No tratamento não medicamentoso podem ser feitos exercícios físicos monitorados, pilates, RPG, rolfing, acupuntura, entre outros, sempre sob supervisão médica, para não haver riscos de piorar a dor. Além disso, existem novas drogas que estão sendo utilizadas, com excelentes resultados.

A fibromialgia não tem cura, mas pode ser controlada e, com o acompanhamento médico, permitir a retomada da qualidade de vida do paciente, independente da idade.

Sobre a reumatologista:

Autora do livro “O coração sente, o corpo dói – Como reconhecer e tratar a fibromialgia*” (Ed. Atheneu), a médica Evelin Goldenberg é mestre e doutora em reumatologia pela Universidade Federal de São Paulo (UNIFESP) – Escola Paulista de Medicina. Ela defendeu tese de doutorado sobre o tratamento da fibromialgia com acupuntura. É coordenadora do curso de pós-graduação em reumatologia, com ênfase ocupacional do Hospital Albert Einstein, São Paulo, e professora colaboradora da disciplina de Clínica Médica da Unifesp-EPM.

A idéia de escrever o livro “O coração sente, o corpo dói - Como reconhecer e tratar a Fibromialgia” (Ed. Atheneu) veio do acompanhamento de meus pacientes e das minhas pesquisas nesta área. Em 20 capítulos, procuro mostrar como a história de vida e o estresse do dia-a-dia contribuem para o aparecimento, a manutenção e o agravamento das dores, e também dou dicas de tratamentos auxiliares como acupuntura, psicoterapia e exercícios físicos monitorados. O livro traz ainda os principais medicamentos utilizados no tratamento e um teste prático para reconhecimento de possíveis sintomas da doença. O leitor pode avaliar seu nível de cansaço, dor de cabeça, dor nos músculos e coluna, irritação e funcionamento do intestino, entre outras questões.

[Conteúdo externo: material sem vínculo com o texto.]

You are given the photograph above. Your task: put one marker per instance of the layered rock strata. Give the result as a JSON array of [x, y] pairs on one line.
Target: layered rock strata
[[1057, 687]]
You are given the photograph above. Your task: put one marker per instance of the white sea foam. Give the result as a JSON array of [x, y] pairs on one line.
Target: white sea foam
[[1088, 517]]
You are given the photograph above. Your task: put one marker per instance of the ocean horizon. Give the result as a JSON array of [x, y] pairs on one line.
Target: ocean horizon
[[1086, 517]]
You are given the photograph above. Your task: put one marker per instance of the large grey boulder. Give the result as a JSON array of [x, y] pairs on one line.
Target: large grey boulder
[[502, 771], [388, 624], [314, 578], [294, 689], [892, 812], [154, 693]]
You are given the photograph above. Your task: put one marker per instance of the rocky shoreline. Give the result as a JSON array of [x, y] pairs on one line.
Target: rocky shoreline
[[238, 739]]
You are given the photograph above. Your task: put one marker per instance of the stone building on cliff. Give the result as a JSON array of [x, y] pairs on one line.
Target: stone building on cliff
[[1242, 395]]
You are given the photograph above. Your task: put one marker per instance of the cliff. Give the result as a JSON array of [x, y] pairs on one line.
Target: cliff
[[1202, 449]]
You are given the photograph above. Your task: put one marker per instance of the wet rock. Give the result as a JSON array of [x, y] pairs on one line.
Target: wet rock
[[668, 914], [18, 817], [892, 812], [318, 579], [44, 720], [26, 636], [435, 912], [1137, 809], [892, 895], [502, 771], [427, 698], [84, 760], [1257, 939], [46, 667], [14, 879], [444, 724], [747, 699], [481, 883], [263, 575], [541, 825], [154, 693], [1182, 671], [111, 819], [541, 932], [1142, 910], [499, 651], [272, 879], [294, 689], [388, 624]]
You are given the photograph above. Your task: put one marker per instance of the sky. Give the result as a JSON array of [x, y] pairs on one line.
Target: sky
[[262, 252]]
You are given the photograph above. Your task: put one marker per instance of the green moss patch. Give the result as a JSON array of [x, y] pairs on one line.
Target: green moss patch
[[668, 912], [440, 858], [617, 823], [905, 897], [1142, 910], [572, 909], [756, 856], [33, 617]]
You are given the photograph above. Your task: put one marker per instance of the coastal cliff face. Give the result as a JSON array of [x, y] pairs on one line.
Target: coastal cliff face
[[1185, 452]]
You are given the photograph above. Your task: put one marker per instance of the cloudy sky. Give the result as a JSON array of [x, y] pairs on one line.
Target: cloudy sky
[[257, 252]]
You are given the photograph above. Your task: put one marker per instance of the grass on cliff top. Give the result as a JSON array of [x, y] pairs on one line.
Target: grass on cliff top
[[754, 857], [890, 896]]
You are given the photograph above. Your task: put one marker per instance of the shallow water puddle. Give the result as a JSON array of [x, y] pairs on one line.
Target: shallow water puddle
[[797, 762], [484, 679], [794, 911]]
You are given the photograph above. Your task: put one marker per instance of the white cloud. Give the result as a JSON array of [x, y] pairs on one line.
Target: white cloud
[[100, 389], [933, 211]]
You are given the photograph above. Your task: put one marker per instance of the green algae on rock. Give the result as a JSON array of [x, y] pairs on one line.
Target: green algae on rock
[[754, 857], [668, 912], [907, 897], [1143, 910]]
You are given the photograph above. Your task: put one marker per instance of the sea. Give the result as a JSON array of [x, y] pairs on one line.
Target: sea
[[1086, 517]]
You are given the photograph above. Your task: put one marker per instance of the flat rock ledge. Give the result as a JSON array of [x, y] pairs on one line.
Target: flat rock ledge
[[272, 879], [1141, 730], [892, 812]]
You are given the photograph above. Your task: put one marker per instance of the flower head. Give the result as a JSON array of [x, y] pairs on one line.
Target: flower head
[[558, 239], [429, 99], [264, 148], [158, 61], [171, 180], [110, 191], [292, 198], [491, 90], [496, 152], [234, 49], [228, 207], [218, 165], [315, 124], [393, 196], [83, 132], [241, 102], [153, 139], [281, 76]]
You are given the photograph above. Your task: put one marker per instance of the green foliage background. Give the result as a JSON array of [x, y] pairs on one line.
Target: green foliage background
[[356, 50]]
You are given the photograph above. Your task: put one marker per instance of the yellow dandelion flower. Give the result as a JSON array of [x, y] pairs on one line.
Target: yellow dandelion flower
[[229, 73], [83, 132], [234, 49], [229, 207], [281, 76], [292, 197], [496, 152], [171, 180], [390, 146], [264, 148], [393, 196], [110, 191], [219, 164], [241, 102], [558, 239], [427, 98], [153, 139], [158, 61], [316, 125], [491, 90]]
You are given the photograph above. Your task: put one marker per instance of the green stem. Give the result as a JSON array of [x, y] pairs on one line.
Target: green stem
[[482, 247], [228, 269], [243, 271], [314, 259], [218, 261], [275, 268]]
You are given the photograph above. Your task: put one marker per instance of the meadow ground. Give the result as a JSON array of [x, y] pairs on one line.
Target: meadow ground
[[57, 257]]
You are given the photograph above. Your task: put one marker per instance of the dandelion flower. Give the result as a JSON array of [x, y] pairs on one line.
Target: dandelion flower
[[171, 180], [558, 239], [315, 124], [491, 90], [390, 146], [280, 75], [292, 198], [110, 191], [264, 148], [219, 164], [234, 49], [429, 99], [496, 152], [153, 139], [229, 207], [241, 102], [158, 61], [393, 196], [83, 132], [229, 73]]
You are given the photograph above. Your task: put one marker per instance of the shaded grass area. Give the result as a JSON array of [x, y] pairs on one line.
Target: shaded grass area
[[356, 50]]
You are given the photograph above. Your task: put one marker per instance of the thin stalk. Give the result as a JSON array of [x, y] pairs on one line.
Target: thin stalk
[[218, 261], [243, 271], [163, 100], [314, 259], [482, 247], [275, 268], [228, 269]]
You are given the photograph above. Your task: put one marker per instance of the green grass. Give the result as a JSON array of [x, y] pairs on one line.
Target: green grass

* A obra, que já está na 5ª edição, é baseada em estudos da reumatologista e acompanhamento de portadores da doença. Em 20 capítulos, a autora mostra como a história de vida e o estresse do dia-a-dia contribuem para o aparecimento, a manutenção e o agravamento das dores, além de dar dicas de tratamentos que auxiliam no controle da dor como acupuntura, psicoterapia e exercícios físicos monitorados.

Relatos de pacientes, mitos e verdades sobre a doença e os principais medicamentos utilizados no tratamento também estão presente na obra, que traz ainda um teste prático para reconhecimento de possíveis sintomas da fibromialgia.

“A proposta do livro é explicar de uma maneira simples e objetiva o que é a fibromialgia, como ela atinge de forma direta ou não milhões de pessoas e quais são os tratamentos mais eficazes no combate à síndrome. Agradeço a todas as pessoas que contribuíram com este trabalho e espero que ele ajude no esclarecimento da síndrome”, afirma Evelin Goldenberg.